METAFOAM · Novel assembly strategies in liquid dispersion via interface control – towards cellular metamaterials

The astounding properties of metamaterials result from a characteristic spatial organisation of purpose-designed structural units. Research on metamaterials has greatly advanced thanks to their reliable top-down fabrication (lithography, 3D-printing,...). For large-scale production, however, smart bottom-up design strategies are required, for example through self-assembly of the structural units. While this has been developed for thermally-driven systems with sub-micrometric units, no systematic design strategies are established for mechanically-driven systems with larger units. The METAFOAM project will fill this gap by addressing the scientific challenges towards controlled bottom-up structuring of bubble/drop packings in liquid foam/emulsion templates. While “ordinary” foams/emulsions have been investigated in depth, the control over their structure is very limited. The METAFOAM project will provide access to very different structures by explicitly tuning the bubble/drop interactions through the presence of a polymeric skin with controlled repulsive, adhesive and frictional properties. We will develop methods to reliably create/characterise these skins and establish a state diagram which systematically relates the resulting bubble/drop interactions and the foam/emulsion structure.
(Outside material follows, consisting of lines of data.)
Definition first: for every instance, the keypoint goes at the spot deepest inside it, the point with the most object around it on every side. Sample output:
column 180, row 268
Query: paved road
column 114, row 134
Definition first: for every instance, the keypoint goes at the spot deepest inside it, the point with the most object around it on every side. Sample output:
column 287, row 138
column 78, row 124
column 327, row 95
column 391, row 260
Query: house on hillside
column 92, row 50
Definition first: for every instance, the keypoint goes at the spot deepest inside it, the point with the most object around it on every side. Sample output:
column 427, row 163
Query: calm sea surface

Solidification of the most promising structures will provide new types of cellular polymers with currently inaccessible mechanical or acoustic meta-properties: high stiffness-to-weight-ratios, negative Poisson ratios, and acoustic band-gap properties.The impact of this interdisciplinary project at the interface between physics and chemistry is therefore two-fold. In the liquid state it will advance our understanding of the a-thermal packing of very soft objects with tuneable interactions, linking the physics of granular media and biological tissues. In the solid state it will provide new cellular systems for the fabrication and investigation of mechanical and acoustic metamaterials.